Originally Posted by
Osborne Russell
An excellent discussion all around. Thanks to Ted for the Thomas Paine.
It's true, this health care business does lead us back to what is the proper role of government, which for America includes 200 years of experience with the constitution.
The constitution is in turn based on certain conceptions of natural rights, which by definition are independent of time, place and circumstances. So it's good to come to understanding of what they are.
Also important to remember that by definition, no constitution can be the perfect protector of those rights; but at the same time, things should not be changed for light and transient causes as TJ put it.
The constitution with its so-called balance of powers between states and the feds wasn't put forward as the ideal solution but as a compromise. It has a built-in conflict. So to speak of it as some kind of optimized instrument for carrying out the founder's intent as if that intent was a consensus is just wrong. It's an instrument designed to contain a compromise. There are good arguments on both sides, all of the original ones plus some new.
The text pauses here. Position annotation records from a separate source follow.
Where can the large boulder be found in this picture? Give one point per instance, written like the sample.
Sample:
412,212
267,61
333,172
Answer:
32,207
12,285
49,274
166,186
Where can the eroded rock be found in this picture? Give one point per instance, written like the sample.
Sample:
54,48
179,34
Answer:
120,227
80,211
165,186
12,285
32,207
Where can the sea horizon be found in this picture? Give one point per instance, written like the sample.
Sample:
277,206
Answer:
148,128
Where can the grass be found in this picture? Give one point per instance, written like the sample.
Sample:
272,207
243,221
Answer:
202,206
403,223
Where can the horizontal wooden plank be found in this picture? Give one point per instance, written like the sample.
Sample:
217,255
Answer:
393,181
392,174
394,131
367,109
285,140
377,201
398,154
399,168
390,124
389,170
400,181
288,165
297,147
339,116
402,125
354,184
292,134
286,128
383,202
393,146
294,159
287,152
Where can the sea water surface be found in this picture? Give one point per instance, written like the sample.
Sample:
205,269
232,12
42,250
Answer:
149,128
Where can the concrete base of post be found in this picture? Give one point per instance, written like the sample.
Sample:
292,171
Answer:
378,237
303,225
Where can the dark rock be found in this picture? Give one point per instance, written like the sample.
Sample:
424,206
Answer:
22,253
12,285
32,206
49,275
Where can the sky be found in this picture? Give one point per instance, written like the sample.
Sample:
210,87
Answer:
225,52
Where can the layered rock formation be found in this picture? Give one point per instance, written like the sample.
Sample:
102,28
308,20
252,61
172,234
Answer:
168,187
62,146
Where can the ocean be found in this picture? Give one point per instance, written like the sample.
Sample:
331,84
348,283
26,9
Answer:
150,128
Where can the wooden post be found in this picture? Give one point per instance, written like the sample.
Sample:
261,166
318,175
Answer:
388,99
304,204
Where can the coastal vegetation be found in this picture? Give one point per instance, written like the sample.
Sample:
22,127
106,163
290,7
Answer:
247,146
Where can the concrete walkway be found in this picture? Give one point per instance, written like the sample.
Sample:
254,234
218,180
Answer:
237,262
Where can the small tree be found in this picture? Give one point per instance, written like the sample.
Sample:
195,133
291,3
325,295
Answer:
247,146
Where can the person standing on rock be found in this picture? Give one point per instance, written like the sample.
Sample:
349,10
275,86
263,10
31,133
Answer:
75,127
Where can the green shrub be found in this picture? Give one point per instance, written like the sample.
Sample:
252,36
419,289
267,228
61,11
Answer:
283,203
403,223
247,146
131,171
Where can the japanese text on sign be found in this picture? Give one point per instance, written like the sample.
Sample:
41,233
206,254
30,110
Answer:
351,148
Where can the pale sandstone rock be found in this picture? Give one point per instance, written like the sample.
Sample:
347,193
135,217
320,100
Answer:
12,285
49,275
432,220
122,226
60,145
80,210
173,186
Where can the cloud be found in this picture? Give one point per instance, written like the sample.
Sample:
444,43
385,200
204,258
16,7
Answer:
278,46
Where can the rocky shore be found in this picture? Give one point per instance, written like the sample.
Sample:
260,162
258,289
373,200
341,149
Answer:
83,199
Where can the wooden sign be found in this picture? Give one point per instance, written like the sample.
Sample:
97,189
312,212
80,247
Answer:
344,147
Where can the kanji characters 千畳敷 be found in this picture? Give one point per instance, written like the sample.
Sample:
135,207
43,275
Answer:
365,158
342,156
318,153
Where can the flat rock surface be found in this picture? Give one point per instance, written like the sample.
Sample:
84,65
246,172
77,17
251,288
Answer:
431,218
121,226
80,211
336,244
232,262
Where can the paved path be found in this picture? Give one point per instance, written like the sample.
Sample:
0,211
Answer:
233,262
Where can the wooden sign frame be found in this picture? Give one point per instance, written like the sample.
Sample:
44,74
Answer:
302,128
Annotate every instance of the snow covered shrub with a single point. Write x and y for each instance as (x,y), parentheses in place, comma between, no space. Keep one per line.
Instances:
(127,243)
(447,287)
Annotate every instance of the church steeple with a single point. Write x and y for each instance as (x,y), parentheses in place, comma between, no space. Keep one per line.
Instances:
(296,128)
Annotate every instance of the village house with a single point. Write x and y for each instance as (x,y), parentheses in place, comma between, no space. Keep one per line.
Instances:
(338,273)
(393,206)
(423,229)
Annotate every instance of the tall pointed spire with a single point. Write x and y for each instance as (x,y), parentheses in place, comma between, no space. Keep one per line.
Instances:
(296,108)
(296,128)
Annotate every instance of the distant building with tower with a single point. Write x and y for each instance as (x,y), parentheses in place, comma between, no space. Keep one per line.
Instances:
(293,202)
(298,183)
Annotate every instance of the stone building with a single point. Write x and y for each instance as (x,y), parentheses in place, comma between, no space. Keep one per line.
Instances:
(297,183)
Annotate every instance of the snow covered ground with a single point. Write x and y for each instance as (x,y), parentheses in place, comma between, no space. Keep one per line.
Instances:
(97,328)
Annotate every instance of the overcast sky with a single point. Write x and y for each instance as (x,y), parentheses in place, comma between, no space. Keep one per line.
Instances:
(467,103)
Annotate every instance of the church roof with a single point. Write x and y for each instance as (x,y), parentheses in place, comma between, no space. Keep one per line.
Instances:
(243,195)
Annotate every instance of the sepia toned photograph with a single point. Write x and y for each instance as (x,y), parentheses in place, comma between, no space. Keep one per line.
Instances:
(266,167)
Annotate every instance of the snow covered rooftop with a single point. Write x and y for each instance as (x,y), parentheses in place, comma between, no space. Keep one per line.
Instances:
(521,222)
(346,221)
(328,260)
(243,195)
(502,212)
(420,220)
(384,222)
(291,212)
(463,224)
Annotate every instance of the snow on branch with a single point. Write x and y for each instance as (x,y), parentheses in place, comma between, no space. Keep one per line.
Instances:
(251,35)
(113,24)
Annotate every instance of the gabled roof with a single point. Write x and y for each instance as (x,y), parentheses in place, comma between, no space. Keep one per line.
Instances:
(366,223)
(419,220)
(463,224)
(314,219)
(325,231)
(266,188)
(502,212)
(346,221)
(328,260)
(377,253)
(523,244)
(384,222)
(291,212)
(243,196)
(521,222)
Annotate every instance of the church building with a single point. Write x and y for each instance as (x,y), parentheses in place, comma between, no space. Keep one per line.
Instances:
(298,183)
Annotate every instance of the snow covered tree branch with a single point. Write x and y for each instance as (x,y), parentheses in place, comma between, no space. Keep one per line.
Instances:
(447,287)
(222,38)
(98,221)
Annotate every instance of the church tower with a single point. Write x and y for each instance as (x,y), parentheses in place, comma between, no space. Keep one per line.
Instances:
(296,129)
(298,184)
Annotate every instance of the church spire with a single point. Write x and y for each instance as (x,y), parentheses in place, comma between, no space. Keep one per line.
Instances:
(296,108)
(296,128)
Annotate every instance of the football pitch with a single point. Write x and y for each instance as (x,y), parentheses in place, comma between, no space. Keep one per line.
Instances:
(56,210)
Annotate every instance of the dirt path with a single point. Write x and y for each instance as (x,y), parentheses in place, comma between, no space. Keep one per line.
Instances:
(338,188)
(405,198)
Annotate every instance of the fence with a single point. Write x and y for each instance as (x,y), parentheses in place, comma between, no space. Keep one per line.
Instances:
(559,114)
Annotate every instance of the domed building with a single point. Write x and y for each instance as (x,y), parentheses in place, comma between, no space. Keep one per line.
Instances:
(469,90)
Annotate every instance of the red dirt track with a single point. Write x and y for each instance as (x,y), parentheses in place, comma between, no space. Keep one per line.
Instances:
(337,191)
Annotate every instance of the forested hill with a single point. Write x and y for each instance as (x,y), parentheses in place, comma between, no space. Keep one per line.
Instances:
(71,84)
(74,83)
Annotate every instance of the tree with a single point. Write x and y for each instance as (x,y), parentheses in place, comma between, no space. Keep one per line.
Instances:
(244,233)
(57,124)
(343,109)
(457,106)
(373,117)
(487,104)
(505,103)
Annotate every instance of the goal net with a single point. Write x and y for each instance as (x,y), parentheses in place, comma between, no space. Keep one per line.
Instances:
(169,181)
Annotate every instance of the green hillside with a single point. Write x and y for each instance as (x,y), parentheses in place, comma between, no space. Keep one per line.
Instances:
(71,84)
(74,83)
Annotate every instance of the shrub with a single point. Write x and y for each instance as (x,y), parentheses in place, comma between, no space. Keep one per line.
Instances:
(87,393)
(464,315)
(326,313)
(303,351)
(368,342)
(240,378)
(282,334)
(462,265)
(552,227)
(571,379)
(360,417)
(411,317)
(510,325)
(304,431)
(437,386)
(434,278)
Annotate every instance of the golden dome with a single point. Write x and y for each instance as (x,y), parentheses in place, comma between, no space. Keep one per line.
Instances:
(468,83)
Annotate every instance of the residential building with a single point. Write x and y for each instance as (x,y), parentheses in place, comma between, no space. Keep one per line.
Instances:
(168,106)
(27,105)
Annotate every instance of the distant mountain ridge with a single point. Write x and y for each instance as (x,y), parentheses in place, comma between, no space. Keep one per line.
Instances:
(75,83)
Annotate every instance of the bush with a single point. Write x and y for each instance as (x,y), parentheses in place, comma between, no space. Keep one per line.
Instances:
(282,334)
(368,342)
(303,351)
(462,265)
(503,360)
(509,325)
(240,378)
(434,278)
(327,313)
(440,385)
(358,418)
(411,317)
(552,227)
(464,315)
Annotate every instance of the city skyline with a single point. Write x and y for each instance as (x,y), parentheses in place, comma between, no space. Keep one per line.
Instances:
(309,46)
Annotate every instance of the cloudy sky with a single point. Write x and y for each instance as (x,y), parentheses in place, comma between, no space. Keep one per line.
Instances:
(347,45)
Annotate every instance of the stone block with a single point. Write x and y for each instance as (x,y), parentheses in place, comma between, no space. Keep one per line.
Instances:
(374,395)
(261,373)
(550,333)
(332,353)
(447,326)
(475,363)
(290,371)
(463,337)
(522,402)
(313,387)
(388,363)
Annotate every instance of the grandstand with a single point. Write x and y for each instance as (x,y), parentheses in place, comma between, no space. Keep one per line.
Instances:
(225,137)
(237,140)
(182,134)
The problem is as some point out, where, on principle, can you draw a limit on the power of the federal government? It's a vital question. Many liberals are unconscious Hamiltonians, i.e. they would be happy to see the states lose the last of their sovereignty. That is a judgment that all the anti-federalist arguments are wrong; I'm a long way from being convinced of that. In any event it would be unwise to do it suddenly.
Many conservatives trivialize the whole deal by setting up their mythological action figures and their holy writ, when it suits them, so they can get into government and get the money, e.g. the "Bridge To Nowhere", contracts to supply bottled water to the troops in Iraq, etc. Their ancestor isn't Patrick Henry, it's the contractors who sold salt horse and blankets to the Army to fulfill treaties with the Native Americans. Conservative leaders spout the line, the mass buys it, the leaders get the money, and the mass gets an identity, however fake. And the all-important jobs, jobs, jobs -- working for the contractors.